December 9, 2014 at 8:31 pm
Hi All,
One of my requirements is to generate a unique id for a source that has about 40 odd columns of which I need 30 odd columns for this. Identity is not an option, unfortunately. All the columns set on this table to varchar(255)
My syntax is basically hashbytes ('MD5',col1+col2+col3+col4......). I set this as a Persistent computed column.
This works perfectly when I use an identical copy of my actual table but with fewer records (a few thousand instead of a few million). On the actual table, every single record has a null for this computed column. I did a simple select for it instead of a computed column and that too came back with just nulls.

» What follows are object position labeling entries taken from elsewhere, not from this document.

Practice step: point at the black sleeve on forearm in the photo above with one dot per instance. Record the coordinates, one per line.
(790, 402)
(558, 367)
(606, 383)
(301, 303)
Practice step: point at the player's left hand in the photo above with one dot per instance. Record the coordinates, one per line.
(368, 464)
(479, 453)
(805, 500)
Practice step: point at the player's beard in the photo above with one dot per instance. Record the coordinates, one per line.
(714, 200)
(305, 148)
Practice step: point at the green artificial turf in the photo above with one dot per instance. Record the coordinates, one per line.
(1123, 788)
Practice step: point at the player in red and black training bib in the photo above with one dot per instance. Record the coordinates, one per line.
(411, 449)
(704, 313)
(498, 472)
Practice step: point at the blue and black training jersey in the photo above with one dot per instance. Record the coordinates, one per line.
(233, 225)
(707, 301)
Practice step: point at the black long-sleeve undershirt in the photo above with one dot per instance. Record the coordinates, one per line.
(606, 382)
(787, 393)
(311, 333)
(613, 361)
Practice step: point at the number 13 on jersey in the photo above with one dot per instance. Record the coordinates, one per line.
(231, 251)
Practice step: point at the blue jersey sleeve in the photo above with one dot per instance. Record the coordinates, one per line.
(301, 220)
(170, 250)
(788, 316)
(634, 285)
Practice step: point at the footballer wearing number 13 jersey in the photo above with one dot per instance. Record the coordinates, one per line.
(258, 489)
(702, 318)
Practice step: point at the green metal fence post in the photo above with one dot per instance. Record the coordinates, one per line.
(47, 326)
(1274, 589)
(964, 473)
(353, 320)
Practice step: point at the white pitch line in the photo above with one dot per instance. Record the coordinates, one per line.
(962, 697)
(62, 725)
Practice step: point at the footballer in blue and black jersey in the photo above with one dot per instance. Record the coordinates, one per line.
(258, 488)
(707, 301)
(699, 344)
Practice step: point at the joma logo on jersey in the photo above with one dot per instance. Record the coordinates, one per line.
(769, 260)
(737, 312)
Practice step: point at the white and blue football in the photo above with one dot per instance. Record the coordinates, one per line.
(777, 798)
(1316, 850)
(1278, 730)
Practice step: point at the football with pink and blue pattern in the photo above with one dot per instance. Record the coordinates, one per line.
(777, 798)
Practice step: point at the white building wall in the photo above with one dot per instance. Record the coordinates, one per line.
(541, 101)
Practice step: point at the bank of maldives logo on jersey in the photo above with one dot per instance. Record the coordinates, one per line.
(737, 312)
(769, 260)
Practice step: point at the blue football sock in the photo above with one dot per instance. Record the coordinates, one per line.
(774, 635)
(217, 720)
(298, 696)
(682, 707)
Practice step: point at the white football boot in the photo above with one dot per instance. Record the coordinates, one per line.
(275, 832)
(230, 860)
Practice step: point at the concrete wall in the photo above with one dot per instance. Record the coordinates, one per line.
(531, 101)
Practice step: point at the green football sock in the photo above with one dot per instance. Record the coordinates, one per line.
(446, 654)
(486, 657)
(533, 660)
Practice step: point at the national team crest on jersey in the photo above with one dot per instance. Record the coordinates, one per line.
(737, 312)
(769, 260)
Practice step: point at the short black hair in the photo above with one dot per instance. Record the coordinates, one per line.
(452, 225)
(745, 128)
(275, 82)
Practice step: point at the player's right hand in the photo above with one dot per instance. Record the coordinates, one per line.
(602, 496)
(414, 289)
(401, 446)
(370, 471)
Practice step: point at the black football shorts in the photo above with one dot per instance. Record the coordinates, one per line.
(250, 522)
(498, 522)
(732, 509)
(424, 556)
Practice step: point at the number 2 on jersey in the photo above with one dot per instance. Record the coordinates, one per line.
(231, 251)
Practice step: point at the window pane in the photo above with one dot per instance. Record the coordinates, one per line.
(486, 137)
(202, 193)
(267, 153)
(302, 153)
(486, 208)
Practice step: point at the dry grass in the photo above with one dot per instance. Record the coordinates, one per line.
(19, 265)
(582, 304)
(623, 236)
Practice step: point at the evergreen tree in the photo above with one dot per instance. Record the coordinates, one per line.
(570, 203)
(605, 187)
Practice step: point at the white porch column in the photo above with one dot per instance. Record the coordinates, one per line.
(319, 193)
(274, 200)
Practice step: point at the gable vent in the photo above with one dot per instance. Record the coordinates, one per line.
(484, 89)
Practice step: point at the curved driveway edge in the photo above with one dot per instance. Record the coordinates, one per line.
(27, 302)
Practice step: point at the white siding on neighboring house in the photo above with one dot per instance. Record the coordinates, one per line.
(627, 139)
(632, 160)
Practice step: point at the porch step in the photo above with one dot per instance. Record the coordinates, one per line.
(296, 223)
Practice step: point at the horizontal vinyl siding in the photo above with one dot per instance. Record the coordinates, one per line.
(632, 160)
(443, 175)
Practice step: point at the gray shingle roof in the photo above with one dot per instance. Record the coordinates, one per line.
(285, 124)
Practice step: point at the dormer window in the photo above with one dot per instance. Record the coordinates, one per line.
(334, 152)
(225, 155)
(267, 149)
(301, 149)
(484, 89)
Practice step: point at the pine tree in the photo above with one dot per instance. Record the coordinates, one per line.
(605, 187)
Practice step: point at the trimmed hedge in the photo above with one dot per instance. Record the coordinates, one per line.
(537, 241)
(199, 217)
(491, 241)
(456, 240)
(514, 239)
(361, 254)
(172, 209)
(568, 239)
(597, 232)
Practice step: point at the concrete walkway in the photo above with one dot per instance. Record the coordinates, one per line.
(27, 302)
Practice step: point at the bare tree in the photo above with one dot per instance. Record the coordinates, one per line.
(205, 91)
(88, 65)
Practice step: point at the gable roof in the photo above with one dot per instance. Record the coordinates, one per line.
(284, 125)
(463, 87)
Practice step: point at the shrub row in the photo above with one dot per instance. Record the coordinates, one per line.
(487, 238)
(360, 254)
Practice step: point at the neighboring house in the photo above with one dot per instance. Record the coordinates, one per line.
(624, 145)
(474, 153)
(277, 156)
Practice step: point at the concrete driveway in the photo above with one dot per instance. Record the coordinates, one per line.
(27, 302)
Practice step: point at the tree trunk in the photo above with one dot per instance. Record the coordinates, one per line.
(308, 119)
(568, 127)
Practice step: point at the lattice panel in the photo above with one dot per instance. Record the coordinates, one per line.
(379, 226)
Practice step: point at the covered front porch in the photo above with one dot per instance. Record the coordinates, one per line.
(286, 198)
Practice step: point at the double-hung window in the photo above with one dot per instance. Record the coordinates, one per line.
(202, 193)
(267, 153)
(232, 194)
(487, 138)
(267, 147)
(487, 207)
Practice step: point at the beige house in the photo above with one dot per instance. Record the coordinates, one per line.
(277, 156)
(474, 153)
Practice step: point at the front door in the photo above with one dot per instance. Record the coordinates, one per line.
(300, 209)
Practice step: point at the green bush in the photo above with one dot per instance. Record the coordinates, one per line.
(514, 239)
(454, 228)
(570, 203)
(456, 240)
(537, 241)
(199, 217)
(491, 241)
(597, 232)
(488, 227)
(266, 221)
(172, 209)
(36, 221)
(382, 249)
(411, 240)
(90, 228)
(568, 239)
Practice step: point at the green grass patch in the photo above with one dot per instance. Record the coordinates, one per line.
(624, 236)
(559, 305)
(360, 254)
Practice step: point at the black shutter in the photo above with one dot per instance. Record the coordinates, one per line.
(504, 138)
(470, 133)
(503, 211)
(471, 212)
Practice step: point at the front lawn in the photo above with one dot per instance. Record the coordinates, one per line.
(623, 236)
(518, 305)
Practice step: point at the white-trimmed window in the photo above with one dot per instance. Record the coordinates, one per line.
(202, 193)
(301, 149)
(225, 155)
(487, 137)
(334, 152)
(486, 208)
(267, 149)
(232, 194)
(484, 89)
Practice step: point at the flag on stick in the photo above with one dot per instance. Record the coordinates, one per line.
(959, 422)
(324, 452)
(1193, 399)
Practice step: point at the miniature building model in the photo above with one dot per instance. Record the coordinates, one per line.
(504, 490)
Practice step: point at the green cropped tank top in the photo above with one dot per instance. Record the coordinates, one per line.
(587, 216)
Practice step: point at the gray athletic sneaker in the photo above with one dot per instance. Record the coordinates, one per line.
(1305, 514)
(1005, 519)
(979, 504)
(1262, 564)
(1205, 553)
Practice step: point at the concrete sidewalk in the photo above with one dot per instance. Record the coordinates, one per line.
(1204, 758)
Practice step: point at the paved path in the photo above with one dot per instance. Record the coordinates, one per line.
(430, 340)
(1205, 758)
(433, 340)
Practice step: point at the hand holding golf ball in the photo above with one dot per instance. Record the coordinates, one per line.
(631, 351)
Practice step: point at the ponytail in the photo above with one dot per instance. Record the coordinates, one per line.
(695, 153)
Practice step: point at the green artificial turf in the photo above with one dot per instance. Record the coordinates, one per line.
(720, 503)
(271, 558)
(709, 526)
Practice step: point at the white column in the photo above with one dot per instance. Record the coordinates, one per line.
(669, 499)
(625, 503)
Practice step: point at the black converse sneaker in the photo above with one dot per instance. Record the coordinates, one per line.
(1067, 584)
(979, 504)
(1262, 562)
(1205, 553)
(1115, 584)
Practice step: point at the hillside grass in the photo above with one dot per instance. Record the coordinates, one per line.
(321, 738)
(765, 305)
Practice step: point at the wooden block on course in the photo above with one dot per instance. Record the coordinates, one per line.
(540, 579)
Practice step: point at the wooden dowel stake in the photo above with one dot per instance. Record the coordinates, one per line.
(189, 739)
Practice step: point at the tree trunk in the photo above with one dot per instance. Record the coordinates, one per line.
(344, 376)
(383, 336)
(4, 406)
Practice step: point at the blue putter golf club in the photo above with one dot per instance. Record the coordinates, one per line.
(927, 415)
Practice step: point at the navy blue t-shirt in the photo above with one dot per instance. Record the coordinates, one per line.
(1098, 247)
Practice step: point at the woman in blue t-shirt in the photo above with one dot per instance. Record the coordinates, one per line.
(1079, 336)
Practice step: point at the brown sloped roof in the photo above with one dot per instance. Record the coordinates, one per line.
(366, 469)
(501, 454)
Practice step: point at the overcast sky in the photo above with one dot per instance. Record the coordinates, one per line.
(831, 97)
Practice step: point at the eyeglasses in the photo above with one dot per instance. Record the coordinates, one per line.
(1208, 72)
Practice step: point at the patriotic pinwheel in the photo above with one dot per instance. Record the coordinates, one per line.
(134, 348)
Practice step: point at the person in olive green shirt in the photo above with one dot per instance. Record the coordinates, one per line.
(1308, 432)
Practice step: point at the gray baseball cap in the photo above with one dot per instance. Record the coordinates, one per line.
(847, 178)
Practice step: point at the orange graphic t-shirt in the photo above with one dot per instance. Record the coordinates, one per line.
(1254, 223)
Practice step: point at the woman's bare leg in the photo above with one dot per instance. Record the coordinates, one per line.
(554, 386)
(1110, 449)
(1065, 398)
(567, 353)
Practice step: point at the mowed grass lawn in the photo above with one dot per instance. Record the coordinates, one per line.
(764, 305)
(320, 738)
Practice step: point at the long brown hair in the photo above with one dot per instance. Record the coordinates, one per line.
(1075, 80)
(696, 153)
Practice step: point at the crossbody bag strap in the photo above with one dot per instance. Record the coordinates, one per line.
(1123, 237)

I have thought of two things - maybe hashbyte will take the set size of the column(s) instead of the true size and since 255x30 is a lot bigger than 8000, it comes back with null having failed the size option? But if that were true, why does it work on a smaller data set with the same exact column size?
Suppose one of the columns has a NULL in the col1+col2+col3... for a record. Would Hashbyte generate a null if a single column, in a list of concatenated columns, has a null value?
Haven't been able to fix the issue, so any help will be appreciated.
December 9, 2014 at 10:45 pm
Null + Anything = NULL
... but that may not be the problem because HASHBYTES will return an error on a "void", which would be produced by a NULL concatenation.
--Jeff Moden
Change is inevitable... Change for the better is not.
December 10, 2014 at 2:01 am
Nulls may be of different types. So nulls in some columns may be a problem. HASHBYTES raises an error on 'untyped' null. Compare
select HASHBYTES('MD5', ''+null);
select HASHBYTES('MD5', cast(null as char(1)));
select HASHBYTES('MD5', null);
December 12, 2014 at 4:44 pm
Thanks for your help.
Indeed, it was null causing the issue. I checked with hashbytes('md5', 'hello'+'') and hashbytes('md5', 'hello'+null)
column names wrapped within isnull fixed the issue.